Brined Pork Loin with Sweet Potato Hash
Light Brown Sugar, if desired
Aromatics Such as Crushed Bay Leaves, Juniper Berries, Red Pepper Flakes, Garlic etc.(as needed)
Sweet Potatoes, Medium Dice
Yukon Gold Potatoes, Medium Dice
Large Red Onion, Small Diced
Granny Smith Apples – Diced Small
Cooking Oil of Choice
Salt & Pepper
In a small saucepan heat 1 cup of water with salt, sugar and aromatics stirring until the sugar is dissolved.
Find a deep container with the capacity to hold the pork and 5 cups of brine.
Add the dissolved salt and sugar mixture with infused aromatics to the bowl. Fill a 4-cup measuring cup with ice and then add enough cool water to reach the 4-cup mark. Add the 4 cups of ice water to the bowl and stir. Put the pork roast in the cold brine, cover it with a plate to keep it submerged in the brine, and refrigerate for 2 to 3 days
When ready to cook remove the pork from the brine, rinse it and dry with a paper towel.
Preheat the GrillGrate surface to 450 degrees and place dry meat on.
Turn occasionally and cook until internal temp of 145 degrees F. or desired temp.

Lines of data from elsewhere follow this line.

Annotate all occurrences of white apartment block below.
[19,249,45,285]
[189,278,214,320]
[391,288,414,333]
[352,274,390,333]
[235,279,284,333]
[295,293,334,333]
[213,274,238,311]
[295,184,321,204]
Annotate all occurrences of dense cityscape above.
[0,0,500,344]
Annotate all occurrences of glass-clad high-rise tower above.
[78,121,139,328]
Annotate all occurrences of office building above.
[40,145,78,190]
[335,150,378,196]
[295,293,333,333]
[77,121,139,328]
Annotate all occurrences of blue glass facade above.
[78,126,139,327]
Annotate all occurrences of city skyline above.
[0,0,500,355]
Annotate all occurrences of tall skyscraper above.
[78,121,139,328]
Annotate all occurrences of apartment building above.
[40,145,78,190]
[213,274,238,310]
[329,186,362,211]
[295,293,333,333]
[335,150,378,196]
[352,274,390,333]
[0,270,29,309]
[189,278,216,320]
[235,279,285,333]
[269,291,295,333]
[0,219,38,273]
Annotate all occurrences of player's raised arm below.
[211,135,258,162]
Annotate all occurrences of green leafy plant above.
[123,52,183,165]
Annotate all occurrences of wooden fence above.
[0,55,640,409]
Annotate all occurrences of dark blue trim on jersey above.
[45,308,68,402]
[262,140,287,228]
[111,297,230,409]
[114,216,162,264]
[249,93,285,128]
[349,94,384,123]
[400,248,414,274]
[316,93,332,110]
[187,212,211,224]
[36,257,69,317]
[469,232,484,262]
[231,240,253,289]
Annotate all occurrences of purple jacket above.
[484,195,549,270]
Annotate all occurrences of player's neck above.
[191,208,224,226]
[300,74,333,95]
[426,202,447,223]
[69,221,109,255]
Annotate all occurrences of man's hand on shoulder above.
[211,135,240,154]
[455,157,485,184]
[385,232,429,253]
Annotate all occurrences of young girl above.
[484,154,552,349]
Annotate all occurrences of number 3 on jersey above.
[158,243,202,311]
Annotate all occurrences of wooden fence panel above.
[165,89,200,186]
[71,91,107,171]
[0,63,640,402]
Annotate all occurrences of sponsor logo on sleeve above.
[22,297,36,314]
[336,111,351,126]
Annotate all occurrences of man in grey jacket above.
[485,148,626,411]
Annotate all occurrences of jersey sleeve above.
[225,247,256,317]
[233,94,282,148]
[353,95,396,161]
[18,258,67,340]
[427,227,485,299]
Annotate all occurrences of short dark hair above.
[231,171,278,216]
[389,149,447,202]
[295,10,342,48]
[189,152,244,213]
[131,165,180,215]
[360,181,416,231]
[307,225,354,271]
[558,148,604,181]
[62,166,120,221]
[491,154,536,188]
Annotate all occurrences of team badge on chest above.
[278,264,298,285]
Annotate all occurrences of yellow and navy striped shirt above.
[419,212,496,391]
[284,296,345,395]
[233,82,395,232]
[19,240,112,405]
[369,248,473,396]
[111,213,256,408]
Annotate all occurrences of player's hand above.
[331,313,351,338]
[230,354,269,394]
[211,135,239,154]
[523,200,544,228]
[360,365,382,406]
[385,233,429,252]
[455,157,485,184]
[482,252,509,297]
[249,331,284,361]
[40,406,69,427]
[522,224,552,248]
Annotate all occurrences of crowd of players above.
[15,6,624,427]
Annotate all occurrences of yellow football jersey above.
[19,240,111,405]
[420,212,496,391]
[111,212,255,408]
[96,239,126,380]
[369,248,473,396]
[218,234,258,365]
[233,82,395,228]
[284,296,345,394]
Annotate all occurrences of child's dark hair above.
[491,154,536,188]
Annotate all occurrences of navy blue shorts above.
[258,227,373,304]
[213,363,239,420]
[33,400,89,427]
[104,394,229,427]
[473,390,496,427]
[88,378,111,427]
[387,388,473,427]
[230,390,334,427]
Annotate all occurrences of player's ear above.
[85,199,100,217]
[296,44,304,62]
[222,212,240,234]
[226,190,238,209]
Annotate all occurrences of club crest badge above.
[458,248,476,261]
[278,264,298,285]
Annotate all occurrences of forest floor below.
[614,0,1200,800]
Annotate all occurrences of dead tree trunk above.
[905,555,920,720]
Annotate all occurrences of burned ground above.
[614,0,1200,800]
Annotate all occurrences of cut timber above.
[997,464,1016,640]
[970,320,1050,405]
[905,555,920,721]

Wash potatoes and cut into medium dice. Place in a pot and boil just until fork tender. Drain and set aside
Meanwhile heat flatside of GrillGrates to 350 degrees F.
Add 1 tbsp of oil and add diced onion.
Saute until beginning to soften. Add diced apples and potatoes. Cook tossing occasionally for 6-8 minutes.